# 1684
On the heels of yesterday's announcement that a 22-year-old man from Hunan Province died last month from the H5N1 virus, we get word of a second outbreak among poultry in Tibet this year.
News out of China is often slow in coming . . . assuming it comes at all.
China recently ranked 163rd out of 169 nations (hat tip Crof!) in Reporter's Without Borders yearly rating of Freedom of the Press worldwide. Only Burma, Cuba, Iran, Turkmenistan, North Korea, and Eritrea were found to be more repressive.
China obviously has a bird flu problem, but you'd hardly know that from the `official reports'. With a population of 1.3 Billion, 15 times greater than Vietnam, they report only 28 human cases compared to Vietnam's 104 cases.
These numbers (if true) would suggest that the incidence of bird flu is 50 times greater in Vietnam than it is in China. That hardly seems likely.
Hong Kong, a territory with just 426 sq miles to monitor, reported 21 H5N1 infected birds discovered in 2007 (and 4 so far this year). Mainland China, with 3.5 million square miles, rarely reports on infected birds at all, yet their territory is 15,000 times greater.
Occasionally we'll hear of a small outbreak, already contained, in poultry somewhere, or even more rarely, of a human case. But that's about it.
The silence out of China is deafening.
How much of this under reporting is due to a lack of surveillance and testing, and how much is actual suppression of the news, is impossible to know.
Nor can we know the true extent of the bird flu problem in China. We can surmise, based on what other nation's in that region are experiencing, but we can't truly know.
While we watch the unfolding of avian flu events from half a world away, we do so with the somber knowledge that we are likely seeing only a fraction of the story. And of course, this problem isn't limited to just China. Many of the countries worst hit by the virus are also the least likely to be upfront about the problem.
Myanmar (ranked 164th) , Vietnam (162nd), Pakistan (152nd), India (120th), and Indonesia (100th) are all hard hit by the virus, and all rank in the bottom half of the world's freedom of the press index.
Some of this obscuring of the truth comes from a lack of surveillance or testing facilities. And much is caused by poverty and ignorance. Millions of people die every year in remote villages (or even overcrowded and poor urban areas) throughout the world without ever seeing a doctor. Detecting avian influenza cases in these regions requires a good bit of luck.
And that assumes anyone is looking.
While we earnestly report every known bird flu fatality, we actually have no idea what the real numbers are. Human cases are almost certainly under reported, we just don't know by how much.

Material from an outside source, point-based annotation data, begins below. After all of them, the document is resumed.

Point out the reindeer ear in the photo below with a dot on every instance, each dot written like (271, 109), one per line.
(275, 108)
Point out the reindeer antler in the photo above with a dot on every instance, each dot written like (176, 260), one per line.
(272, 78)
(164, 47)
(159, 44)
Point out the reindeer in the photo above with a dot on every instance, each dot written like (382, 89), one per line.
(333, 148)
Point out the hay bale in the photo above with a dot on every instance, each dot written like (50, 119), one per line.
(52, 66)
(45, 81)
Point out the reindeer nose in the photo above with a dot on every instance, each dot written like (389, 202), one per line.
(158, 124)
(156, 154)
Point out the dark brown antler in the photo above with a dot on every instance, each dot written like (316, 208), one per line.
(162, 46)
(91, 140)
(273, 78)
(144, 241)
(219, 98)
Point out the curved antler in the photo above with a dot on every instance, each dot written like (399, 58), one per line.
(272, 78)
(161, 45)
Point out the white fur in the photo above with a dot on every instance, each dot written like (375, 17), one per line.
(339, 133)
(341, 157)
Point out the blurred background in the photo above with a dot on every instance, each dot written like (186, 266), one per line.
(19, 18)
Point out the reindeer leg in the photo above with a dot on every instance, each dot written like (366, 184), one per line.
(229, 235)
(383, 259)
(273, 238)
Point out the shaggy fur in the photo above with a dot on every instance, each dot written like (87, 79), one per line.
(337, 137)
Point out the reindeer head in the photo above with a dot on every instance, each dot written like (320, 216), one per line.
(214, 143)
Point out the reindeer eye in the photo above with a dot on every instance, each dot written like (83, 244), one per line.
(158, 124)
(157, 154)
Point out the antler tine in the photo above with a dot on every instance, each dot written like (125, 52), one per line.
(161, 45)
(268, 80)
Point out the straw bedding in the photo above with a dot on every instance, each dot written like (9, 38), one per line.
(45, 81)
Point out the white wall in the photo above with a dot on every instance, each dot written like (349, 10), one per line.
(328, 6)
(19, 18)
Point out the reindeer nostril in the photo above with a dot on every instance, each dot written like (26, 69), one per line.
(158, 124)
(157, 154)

Ship's captains plying the extreme northern and southern latitudes know that small chunks of ice poking out on the surface indicate much larger masses of ice beneath. Nine/tenths of the danger remains hidden under the surface, and out of sight.
The same is probably true for bird flu.
China confirms second bird flu outbreak in Tibet this year
www.chinaview.cn 2008-02-19 16:24:00
BEIJING, Feb. 19 (Xinhua) -- Chinese authorities have confirmed a new bird flu outbreak among poultry in Tibet, the second case of this year in the southwestern region, the Ministry of Agriculture said.

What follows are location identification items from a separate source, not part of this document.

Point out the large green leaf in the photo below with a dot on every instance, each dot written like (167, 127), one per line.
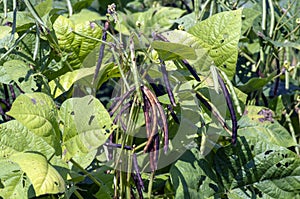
(86, 126)
(193, 177)
(38, 113)
(15, 137)
(248, 16)
(274, 172)
(65, 82)
(13, 185)
(169, 51)
(203, 61)
(220, 35)
(76, 46)
(44, 178)
(256, 83)
(259, 127)
(19, 72)
(157, 19)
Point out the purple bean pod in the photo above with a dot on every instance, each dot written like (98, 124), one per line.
(167, 82)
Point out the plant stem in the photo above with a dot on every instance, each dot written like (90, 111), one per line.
(231, 109)
(69, 7)
(151, 184)
(134, 69)
(101, 52)
(288, 121)
(85, 172)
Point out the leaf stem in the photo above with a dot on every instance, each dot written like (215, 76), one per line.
(231, 109)
(85, 172)
(151, 184)
(101, 52)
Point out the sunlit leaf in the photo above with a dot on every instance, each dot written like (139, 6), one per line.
(86, 126)
(220, 35)
(44, 178)
(38, 113)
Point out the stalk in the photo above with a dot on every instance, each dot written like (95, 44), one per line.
(167, 82)
(231, 109)
(101, 52)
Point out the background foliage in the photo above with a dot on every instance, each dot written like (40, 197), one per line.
(60, 119)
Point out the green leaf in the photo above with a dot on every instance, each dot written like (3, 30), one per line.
(80, 4)
(219, 35)
(86, 15)
(15, 138)
(18, 72)
(187, 21)
(256, 83)
(65, 82)
(44, 178)
(38, 113)
(203, 61)
(169, 51)
(86, 126)
(275, 171)
(76, 46)
(255, 129)
(5, 37)
(157, 19)
(12, 181)
(44, 8)
(248, 16)
(193, 177)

A ministry statement said that 132 poultry had died in the epidemic in a village outside the regional capital, Lhasa, since it started on Feb. 6, while another 7,698 have been culled.
The National Bird Flu Reference Laboratory confirmed the virus as a subtype of the H5N1 strain on Sunday, it said, adding that emergency measures by the local government had brought the situation under control.

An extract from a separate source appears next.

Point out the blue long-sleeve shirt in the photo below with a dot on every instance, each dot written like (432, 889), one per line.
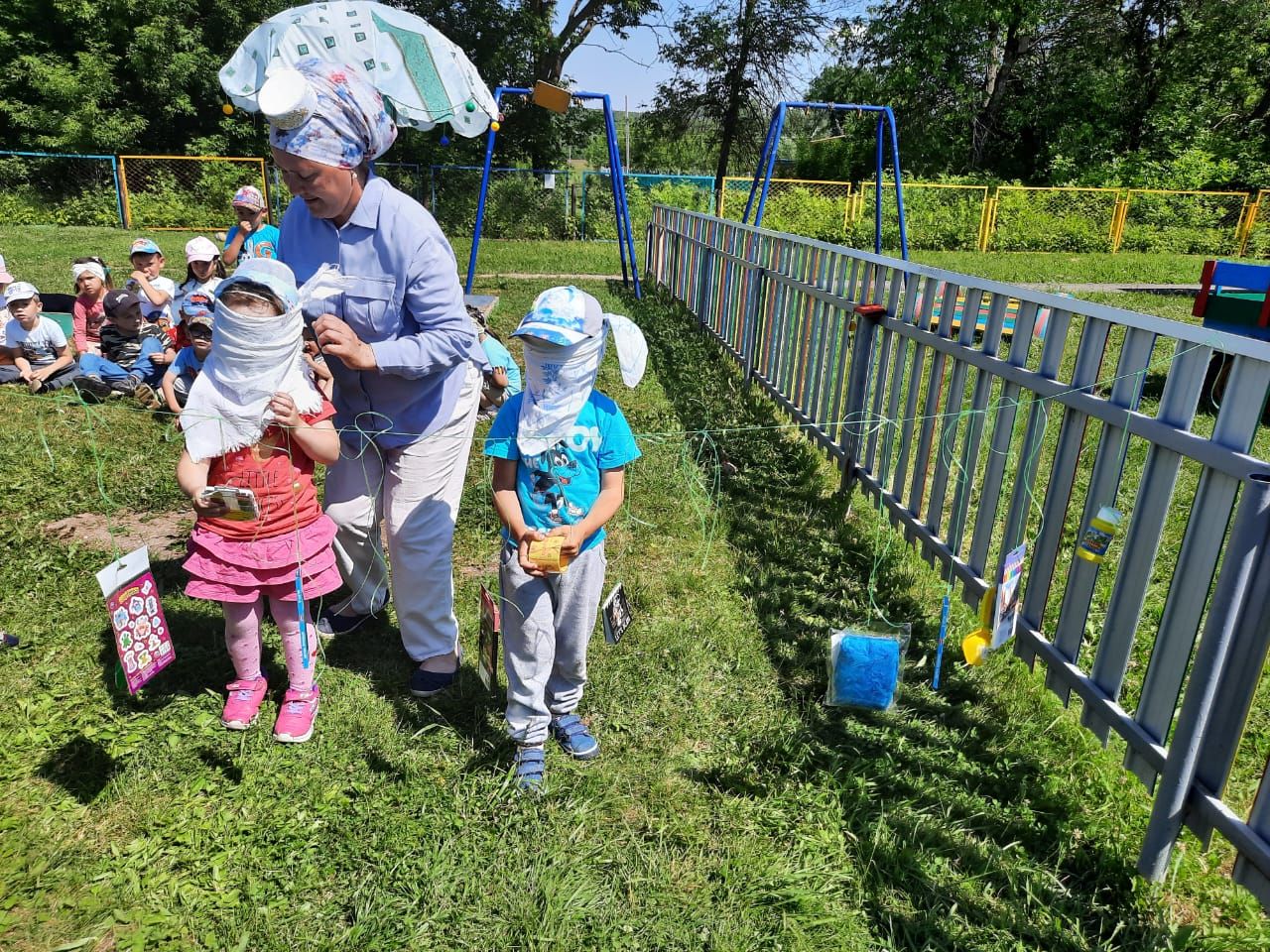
(403, 298)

The previous outbreak in Tibet, detected in the region's Gongga County on Jan. 25, killed 1,000 chicklings and ducklings and led to the culling of an additional 13,080 birds.
The Ministry of Health said on Monday that a 22-year-old man surnamed Li in the central province of Hunan had died of the virulent H5N1 strain on Jan. 24.
There have been 18 human deaths from the H5N1 strain and 28 confirmed cases of infection in China since 2003, according to World Health Organization (WHO) data.
The deadly virus is most commonly passed from sick poultry to humans through close contact. From 2003 to Feb. 15, 2008, WHO data indicate that 227 people died in 361 confirmed human cases of H5N1.